Repository files navigation

EPCombinations

Repository to accompany Martinez-Ara et al., 2022.

This repository contains all the scripts used to preprocess raw data to barcode counts, process barcode counts to activities and boost inidices and to analyse the processed data.

All scripts and pipelines were developed by Federico Comoglio and Miguel Martinez-Ara.

Structure:

  • UpstreamPipeline contains a snakemake pipeline used to preprocess Upstream assay sequencing data.
  • DownstreamPipeline contains a snakemake pipeline used to preprocess Downstream assay sequencing data.
  • datteRo_1.2.1.tar.gz contains a custom R package developed by Federico Comoglio.
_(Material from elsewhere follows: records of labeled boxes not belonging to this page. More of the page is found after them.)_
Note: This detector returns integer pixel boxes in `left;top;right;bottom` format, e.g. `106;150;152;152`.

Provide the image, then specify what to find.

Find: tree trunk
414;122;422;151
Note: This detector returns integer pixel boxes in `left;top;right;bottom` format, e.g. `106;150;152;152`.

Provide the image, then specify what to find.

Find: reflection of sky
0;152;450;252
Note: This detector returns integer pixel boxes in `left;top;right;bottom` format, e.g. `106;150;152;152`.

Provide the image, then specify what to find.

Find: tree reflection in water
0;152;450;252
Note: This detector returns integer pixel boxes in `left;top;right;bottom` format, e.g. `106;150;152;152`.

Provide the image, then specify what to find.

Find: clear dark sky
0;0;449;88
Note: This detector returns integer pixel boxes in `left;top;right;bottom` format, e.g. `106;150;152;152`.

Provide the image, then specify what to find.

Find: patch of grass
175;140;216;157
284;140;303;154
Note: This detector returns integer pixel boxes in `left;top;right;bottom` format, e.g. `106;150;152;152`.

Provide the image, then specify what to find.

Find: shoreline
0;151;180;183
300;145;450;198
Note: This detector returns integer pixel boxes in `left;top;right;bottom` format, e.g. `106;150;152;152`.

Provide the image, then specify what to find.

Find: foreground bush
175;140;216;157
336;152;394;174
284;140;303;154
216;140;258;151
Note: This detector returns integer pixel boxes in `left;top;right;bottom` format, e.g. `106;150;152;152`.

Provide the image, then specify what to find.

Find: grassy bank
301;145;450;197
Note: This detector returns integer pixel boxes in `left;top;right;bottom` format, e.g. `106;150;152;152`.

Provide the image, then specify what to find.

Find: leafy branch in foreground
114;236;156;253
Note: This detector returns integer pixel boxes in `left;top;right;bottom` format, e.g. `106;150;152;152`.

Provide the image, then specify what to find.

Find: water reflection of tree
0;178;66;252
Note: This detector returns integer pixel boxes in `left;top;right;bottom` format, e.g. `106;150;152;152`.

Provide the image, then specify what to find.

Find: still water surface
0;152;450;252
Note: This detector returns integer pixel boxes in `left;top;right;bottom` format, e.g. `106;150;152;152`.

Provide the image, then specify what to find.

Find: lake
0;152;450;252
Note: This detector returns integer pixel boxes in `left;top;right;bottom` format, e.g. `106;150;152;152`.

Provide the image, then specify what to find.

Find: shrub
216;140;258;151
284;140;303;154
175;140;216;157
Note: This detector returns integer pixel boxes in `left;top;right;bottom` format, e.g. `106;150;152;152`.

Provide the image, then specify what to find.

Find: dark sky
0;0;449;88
The functions contained in this package are needed for processing of data in R scripts.
  • Rproj contains all R scripts used to process intermediate count tables to activities and boost indices, to perform analyses and to generate figures.
  • data contains processed activity and boost indices files, data needed for the design of cCRE-P libraries and external processed data needed for analyses (Except MicroC data and data from Bergman et al., 2021)

Snakemake pipelines

Both pipelines contain 2 workflows for data processing.

  • ipcr worflow extracts barcodes and fragment identities associated to them from paired end iPCR sequencing data.
  • ecn worflow extracts barcode counts from single end cDNA or pDNA sequencing data.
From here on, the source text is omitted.